M. Stiggins leva ses mains et tourna les yeux vers le ciel, de manière à n’en plus laisser voir que le blanc, ou plutôt que le jaune ; mais il ne fit point de réponse vocale.

« Est-ce que ce gentilhomme se trouve mal ? demanda Sam à sa belle-mère.

— L’excellent homme est peiné de vous voir ici, répliqua Mme Weller.

— Oh ! c’est-il tout ? En le voyant j’avais peur qu’il n’eût oublié de prendre du poivre avec les dernières concombres qu’il a mangées. Asseyez-vous, monsieur, les chaises ne se payent point, comme le roi remarqua à ses ministres, le jour où il voulait leur flanquer une semonce.
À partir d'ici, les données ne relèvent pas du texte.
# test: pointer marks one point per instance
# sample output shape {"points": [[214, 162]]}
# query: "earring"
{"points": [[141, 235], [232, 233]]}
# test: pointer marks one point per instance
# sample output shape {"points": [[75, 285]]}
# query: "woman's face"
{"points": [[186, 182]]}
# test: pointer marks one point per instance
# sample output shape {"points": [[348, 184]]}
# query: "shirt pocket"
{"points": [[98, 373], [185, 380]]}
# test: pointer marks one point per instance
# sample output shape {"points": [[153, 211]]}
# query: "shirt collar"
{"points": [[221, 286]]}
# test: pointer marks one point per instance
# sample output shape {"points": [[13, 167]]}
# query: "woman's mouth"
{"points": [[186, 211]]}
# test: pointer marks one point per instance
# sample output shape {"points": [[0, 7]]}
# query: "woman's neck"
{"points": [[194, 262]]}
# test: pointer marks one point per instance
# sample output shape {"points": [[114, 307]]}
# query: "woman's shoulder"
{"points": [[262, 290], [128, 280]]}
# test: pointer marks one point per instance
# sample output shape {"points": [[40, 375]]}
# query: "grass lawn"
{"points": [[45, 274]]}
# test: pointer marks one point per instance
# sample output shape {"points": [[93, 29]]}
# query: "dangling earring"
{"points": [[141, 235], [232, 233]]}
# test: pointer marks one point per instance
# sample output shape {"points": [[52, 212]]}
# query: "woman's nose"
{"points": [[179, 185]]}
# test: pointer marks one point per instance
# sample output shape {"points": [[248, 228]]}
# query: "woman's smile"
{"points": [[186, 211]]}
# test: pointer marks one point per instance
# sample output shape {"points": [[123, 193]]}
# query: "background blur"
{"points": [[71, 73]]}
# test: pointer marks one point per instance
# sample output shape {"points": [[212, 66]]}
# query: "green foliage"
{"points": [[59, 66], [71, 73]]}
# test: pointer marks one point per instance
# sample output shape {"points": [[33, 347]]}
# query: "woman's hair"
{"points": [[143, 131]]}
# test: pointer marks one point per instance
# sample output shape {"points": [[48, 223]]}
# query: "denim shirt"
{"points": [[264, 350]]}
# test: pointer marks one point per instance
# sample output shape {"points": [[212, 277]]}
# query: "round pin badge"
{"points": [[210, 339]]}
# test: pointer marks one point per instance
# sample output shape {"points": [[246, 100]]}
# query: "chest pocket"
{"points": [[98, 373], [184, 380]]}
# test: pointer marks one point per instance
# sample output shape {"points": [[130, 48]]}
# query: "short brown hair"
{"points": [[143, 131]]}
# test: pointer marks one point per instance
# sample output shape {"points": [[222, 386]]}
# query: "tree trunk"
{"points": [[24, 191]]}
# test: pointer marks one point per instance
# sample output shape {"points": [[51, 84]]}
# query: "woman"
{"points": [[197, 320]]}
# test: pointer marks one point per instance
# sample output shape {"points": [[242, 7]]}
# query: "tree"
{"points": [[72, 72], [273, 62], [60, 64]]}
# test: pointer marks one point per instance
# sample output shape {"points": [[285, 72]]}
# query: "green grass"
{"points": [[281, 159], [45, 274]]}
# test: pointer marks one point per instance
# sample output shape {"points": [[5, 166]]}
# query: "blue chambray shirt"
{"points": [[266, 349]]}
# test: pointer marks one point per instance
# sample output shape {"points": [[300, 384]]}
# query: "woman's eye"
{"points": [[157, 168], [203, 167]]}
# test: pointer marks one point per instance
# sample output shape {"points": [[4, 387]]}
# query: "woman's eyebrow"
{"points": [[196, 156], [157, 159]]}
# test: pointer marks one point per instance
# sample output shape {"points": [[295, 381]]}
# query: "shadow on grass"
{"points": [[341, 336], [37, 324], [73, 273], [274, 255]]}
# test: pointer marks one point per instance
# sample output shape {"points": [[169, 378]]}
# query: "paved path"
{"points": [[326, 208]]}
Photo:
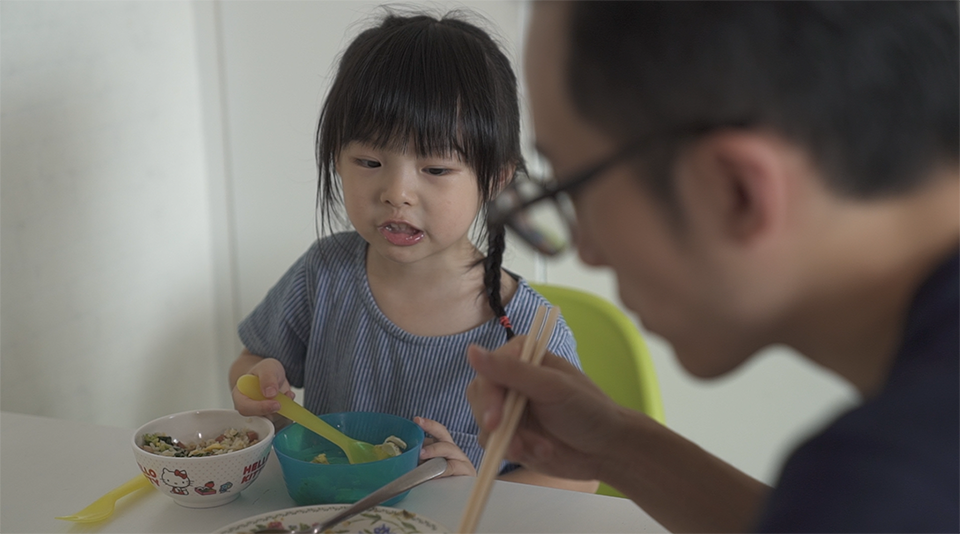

— Jeune homme, dit M. Stiggins avec ostentation, j’ai peur que vous ne soyez pas amendé par l’emprisonnement.

— Pardon, monsieur, qu’est-ce que vous aviez la bonté d’observer ?

— Je crains, jeune homme, que ce châtiment ne vous ait pas adouci, répéta M. Stiggins d’une voix sonore.

— Ah ! monsieur, vous êtes bien bon ; j’espère bien que je ne suis pas trop doux[2] ; je vous suis bien obligé, monsieur pour vot’ bonne opinion. »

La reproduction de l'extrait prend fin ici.